As accurate statistics and investigative reporting have played a significant role in creating accountability for governments and their militaries for human rights violations, so the Secretary-General’s proposal to record casualties in collaboration with UN human rights and peacekeeping operations and to establish “civilian casualty mitigation cells” within UN and Member State militaries are steps in the right direction. Given the rather limited success of the Secretary-General's call for a universal ceasefire during the COVID-19 pandemic, it is increasingly important to limit the introduction of small arms and light weapons (SALW) into conflict zones.[5]
Mr. Chair,
The COVID-19 pandemic has shone a light on the grave challenges that will follow us for the coming years. Genuine progress toward general and complete disarmament should free up much-needed resources “that could be better used to benefit the integral development of peoples and protect the natural environment”.[6] As we embark on the Decade of Action for sustainable development, the Holy See urges renewed consideration the establishment of “a Global Fund,” as first urged by Pope Paul VI, “to assist those most impoverished peoples, drawn partially from military expenditures”[7]: a contemporary and much-need expression of ‘turning swords into plowshares and spears into pruning hooks’, to which the words of Isaiah, inscribed across the street from the entrance to the United Nations, never cease to summon us.
Thank you, Mr. Chair.
[1]Pope Francis, Message on Nuclear Weapons, Nagasaki, 24 November 2019.

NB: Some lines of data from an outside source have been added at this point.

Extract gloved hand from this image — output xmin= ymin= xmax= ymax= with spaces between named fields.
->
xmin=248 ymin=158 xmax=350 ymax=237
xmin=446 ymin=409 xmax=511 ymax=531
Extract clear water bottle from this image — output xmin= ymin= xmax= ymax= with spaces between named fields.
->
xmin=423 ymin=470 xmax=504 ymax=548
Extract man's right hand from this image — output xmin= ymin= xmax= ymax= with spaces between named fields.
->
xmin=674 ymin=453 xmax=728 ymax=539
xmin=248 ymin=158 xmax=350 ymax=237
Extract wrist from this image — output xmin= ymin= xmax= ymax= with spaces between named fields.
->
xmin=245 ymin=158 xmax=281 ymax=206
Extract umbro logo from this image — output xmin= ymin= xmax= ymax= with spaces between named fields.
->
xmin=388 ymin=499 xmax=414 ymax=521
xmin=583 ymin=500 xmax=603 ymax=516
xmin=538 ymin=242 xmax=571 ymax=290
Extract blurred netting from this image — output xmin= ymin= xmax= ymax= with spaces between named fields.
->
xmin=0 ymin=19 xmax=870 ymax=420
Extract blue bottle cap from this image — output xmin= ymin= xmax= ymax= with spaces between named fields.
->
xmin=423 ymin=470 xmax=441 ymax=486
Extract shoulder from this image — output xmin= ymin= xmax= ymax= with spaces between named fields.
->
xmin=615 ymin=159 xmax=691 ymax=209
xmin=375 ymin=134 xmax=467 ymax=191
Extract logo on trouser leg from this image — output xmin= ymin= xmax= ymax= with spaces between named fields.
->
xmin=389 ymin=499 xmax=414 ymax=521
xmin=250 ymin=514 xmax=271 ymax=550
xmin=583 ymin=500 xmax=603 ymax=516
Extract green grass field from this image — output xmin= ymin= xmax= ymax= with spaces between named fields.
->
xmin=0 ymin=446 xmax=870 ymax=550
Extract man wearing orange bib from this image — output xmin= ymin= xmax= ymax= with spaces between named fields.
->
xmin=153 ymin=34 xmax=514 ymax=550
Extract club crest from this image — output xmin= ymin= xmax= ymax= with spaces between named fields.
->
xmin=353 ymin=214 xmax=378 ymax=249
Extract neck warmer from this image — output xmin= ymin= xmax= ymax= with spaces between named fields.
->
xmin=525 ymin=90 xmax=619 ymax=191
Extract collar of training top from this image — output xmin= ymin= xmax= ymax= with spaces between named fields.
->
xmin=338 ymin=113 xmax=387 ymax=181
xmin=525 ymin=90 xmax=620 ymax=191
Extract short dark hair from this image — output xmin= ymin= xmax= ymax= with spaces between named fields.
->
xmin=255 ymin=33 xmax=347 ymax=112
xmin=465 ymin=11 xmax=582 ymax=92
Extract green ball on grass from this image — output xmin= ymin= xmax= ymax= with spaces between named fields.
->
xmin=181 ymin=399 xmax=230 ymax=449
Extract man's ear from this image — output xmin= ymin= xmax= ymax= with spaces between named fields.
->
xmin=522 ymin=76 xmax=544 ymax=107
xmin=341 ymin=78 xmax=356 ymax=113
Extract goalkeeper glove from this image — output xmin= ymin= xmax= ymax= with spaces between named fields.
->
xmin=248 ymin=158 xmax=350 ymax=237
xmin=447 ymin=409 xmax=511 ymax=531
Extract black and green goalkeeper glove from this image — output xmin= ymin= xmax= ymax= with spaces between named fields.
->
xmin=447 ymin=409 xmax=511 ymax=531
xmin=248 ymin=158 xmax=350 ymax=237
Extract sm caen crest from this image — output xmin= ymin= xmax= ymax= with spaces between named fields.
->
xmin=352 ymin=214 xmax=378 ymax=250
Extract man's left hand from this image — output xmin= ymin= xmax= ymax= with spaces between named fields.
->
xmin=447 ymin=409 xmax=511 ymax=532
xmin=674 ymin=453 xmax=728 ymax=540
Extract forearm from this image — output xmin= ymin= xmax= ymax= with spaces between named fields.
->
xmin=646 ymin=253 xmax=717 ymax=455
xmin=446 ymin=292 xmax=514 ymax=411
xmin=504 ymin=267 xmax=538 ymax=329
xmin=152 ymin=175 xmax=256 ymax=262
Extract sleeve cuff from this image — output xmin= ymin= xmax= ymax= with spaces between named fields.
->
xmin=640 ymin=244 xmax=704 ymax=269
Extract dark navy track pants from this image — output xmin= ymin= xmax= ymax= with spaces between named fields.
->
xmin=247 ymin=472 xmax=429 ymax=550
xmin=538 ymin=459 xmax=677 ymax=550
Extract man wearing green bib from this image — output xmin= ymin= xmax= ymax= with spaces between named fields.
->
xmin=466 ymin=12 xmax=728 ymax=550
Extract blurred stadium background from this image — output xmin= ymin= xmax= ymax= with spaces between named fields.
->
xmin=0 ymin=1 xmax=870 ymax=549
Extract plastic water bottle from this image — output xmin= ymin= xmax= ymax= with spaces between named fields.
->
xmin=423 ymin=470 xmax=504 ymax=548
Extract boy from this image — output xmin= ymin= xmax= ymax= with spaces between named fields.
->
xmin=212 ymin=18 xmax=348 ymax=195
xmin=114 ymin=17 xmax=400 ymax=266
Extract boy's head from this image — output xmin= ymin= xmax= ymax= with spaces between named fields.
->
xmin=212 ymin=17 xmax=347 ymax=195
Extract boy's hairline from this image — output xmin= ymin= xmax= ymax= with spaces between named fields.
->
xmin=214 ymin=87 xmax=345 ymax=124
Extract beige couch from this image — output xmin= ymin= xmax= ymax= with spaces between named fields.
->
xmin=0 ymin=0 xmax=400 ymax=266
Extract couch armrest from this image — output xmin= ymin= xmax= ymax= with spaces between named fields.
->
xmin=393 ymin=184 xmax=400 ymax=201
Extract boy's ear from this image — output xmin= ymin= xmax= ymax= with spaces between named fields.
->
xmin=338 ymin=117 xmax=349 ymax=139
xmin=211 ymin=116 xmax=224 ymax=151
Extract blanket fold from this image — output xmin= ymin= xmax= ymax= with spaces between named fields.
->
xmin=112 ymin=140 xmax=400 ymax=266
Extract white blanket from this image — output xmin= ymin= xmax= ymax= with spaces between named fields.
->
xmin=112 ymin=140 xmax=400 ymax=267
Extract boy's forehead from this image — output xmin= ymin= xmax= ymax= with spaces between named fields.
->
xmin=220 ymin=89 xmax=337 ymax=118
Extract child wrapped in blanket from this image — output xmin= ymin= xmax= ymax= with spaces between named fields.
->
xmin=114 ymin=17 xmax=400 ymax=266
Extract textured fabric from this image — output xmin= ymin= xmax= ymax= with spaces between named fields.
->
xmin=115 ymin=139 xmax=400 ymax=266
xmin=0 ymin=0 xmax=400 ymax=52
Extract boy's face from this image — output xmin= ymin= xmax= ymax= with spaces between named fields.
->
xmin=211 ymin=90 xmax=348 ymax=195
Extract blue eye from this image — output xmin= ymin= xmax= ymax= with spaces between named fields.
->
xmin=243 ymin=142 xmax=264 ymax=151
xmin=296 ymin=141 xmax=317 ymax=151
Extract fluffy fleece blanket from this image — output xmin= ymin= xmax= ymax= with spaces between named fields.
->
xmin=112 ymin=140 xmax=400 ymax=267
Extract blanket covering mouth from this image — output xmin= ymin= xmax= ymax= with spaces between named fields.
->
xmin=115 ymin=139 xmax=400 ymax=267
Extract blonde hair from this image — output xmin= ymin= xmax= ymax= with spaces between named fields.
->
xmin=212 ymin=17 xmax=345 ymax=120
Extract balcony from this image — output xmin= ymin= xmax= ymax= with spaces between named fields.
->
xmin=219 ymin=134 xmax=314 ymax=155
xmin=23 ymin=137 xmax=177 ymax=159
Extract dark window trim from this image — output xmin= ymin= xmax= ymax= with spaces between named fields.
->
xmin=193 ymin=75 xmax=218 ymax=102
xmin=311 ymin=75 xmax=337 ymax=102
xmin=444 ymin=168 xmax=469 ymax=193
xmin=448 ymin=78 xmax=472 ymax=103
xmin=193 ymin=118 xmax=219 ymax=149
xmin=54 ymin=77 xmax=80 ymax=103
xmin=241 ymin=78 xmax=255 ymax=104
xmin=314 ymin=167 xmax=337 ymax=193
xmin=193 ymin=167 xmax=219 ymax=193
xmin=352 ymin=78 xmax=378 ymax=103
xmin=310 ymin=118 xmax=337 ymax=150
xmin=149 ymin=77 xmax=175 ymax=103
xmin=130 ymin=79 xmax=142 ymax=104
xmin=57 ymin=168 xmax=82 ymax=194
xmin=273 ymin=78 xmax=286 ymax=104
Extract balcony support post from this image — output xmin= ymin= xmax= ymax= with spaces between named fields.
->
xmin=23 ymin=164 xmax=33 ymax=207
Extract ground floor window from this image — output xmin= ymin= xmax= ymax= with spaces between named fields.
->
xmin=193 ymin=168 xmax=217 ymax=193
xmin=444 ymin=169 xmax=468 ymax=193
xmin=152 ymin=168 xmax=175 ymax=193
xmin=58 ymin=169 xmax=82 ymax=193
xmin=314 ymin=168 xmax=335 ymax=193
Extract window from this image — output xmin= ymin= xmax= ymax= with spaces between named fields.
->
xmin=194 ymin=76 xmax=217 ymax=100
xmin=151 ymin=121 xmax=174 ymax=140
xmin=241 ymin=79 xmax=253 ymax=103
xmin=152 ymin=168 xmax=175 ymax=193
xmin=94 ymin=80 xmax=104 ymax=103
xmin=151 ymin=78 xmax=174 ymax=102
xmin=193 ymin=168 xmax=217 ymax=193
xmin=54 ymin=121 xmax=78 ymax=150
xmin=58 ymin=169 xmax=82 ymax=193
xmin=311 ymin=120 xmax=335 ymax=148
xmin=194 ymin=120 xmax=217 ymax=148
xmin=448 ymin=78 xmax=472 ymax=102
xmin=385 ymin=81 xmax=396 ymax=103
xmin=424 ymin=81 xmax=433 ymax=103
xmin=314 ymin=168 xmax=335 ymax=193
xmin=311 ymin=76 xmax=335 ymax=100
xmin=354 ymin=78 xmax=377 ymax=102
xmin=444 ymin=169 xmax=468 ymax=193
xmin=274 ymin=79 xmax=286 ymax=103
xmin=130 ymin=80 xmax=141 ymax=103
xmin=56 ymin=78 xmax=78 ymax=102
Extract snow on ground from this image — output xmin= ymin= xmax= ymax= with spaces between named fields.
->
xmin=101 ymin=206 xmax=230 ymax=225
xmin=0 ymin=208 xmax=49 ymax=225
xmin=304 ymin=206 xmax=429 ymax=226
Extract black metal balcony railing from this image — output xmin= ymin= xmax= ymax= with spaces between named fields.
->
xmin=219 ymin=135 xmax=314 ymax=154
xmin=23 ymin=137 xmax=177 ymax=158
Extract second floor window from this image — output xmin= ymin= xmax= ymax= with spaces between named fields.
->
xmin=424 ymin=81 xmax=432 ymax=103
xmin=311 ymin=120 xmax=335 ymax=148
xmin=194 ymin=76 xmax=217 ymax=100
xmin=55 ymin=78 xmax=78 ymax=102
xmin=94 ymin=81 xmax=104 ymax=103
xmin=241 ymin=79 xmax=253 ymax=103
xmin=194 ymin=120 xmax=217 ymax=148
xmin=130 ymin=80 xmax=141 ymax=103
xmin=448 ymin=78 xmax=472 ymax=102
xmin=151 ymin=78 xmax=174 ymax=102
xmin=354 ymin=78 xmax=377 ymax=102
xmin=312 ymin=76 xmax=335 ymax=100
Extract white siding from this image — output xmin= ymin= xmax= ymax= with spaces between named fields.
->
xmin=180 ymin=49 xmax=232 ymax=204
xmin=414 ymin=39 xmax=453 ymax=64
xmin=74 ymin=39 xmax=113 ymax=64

[2]UNGA, 17thPlenary Meeting, 24 January 1946.
[3]Cfr. Pope Francis, Message on Nuclear Weapons, Nagasaki, 24 November 2019.
[4]Cfr. Pope Francis, Address to the Participants in the International Symposium “Prospects for a world free of Nuclear Weapons and for Integral Disarmament”, Vatican, 10 November 2017.
[5]See the 2018 Report of the Third United Nations Conference to Review Progress Made in the Implementation of the Programme of Action to Prevent, Combat and Eradicate the Illicit Trade in Small Arms and Light Weapons in All its Aspects. A/CONF.192/2018/RC/3 especially paragraph 31.
[6]Pope Francis, Address to the Seventy-fifth Meeting of the General Assembly of the United Nations, 25 September 2020.
[7]Pope Francis, Message on Nuclear Weapons, Nagasaki, 24 November 2019; cf. Pope Paul VI, Declaration to Journalists, 1964.